Getting your kids to open up is one of the main goals of parenting.
One of my main tasks as a mom has been to make sure I am creating a safe place for my children’s hearts. I don’t ever want them to question if they can come to me with the really hard stuff. (And it seems to be working!! My preteen shares some pretty intense things.)
Hiding things will always create a playground in our hearts for shame. Will they tell me everything? No. But I want them to know that when they do share, I am a safe place for them to fall apart. They don’t have to fear shame from me.
What’s the best way to build trust that leads to open communication and heart connection with our child? Manage ourselves well in conversations with them.
A simple way to begin creating a safe place for our children is to begin building trust.

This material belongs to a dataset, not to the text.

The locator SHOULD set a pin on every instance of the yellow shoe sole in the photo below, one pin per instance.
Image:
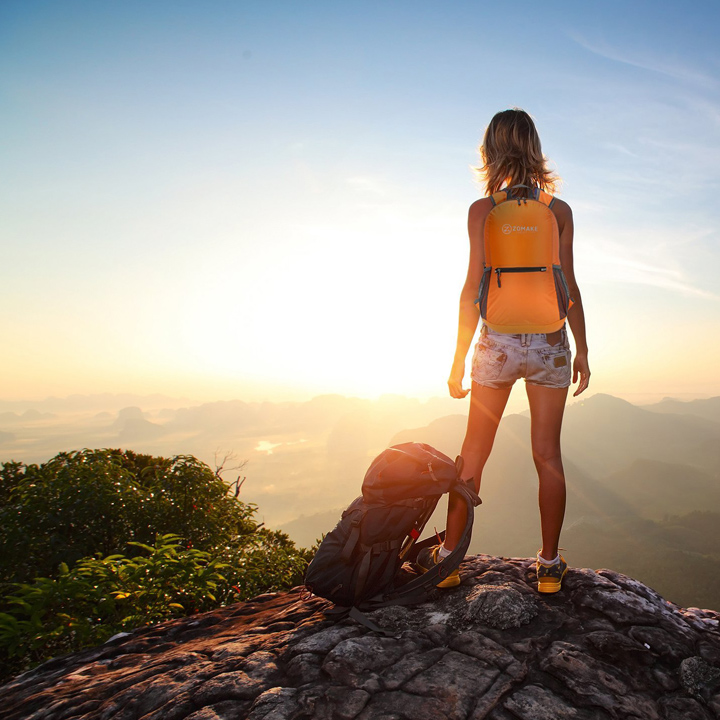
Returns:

If they are used to us screaming at them or using our words to tear them down, they will not trust us enough to share their hearts. As we manage ourselves better, their walls will begin to come down.
Rehearse phrases over and over so when tension arises you will be well prepared to respond well. Phrases such as, “I understand. Can you tell me more about that? How did you feel when…happened? When you are ready to talk, I am ready to listen.” Even the infamous “probably so” is a great way to communicate to an angry child that you will not be controlled with angry words or tantrums.
As my kids get older, situations get more complicated. Since life has changed pace, I’ve created an, “I’ll be there for you” card. It goes on our fridge. If they are dealing with anything, and I do mean ANYTHING, they can pick up that card and bring it to their dad or I.
It’s a promise to them that we will listen and remain calm no matter what they unload on us. It’s a promise to them that they always have a safe place to turn to. No matter what life throws at them, no matter what mistakes they make, I always want them to know, they can run home.
You must stick to your promise to be calm no matter what they say! If you break that even once, they will have a hard time trusting enough to try again.
No one will do this parenting thing perfectly. Don’t hesitate to ask for forgiveness from your children if you need it. Not only does it help keep them free of resentment towards you, but it’s a lovely precedent to set for them in future relationships.